Gardez-moi de Bertrand Duchaufour pour Jovoy : Maîtresse fleur


Le gardénia serait-il la nouvelle tubéreuse ? Fleur blanche, fleur verte, réinterprétable au gré des parfums puisqu’il n’en existe aucun extrait, on peut le jouer fraichement coupé et gorgé de suc tout comme on peut lui faire frôler la corruption. La note figure dans plus d’un lancement mainstream (de Jour d’Hermès à Nina l’Eau en passant par Bottega Veneta Eau légère). Elle a récemment eu la vedette dans quelques soliflores marquants. Avec Une voix noire, Serge Lutens et Christopher Sheldrake la cueillent dans la chevelure de Billie Holiday pour la tremper dans la confiture et le tabac. Carlos Huber et Rodrigo Flores Roux d’Arquiste la piquent à la Boutonnière d’un dandy, et l’éclaboussent d’une cologne aromatique.

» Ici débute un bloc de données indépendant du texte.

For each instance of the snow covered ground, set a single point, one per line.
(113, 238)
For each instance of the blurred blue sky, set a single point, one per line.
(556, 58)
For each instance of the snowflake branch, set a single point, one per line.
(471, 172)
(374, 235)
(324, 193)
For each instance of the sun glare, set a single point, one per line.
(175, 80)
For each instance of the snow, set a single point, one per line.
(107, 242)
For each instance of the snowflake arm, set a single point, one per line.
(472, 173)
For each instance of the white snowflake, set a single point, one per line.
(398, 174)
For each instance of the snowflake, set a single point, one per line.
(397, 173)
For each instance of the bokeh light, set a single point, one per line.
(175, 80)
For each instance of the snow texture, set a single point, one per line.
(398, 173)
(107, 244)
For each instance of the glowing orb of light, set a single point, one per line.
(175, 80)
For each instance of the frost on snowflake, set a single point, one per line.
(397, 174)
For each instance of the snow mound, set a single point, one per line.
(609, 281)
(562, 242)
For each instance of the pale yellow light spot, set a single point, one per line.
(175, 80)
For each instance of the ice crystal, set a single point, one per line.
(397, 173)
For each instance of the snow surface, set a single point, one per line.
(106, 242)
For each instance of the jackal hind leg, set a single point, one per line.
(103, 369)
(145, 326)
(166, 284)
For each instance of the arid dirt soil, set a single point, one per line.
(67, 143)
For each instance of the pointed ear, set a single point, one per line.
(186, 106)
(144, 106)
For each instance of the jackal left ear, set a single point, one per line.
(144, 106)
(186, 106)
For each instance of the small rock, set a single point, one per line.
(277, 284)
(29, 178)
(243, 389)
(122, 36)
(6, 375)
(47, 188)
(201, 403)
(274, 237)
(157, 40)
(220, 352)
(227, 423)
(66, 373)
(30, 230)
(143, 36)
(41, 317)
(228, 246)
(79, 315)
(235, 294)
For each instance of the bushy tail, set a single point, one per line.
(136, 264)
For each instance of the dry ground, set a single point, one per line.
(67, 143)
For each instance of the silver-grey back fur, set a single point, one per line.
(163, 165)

Pour Gardez-moi, François Hénin de Jovoy a demandé à Bertrand Duchaufour une vamp florale en guise d’hommage à un parfum du même nom lancé en 1926. Lequel Duchaufour s’est exécuté avec une composition aldéhydée très fleur sculptée dans le savon blanc au réglage rétro maximal – c’est-à-dire, puisque c’est tout de même Duchaufour, que ça vire très vite à la modernité. Le gardénia domine ce bouquet, tendance dominatrice des beaux quartiers plutôt que corolle meurtrie. L’effet mousseron de la fleur lorsqu’elle se flétrit reste discret (on n’est pas dans l’hystérie du regretté Velvet Gardenia de Tom Ford). C’est le côté vert-fruité-aqueux qui ressort – une goutte de jus de melon, une lichette de banane pas mûre, et un « bouquet framboise » revendiqué dans le dossier de presse.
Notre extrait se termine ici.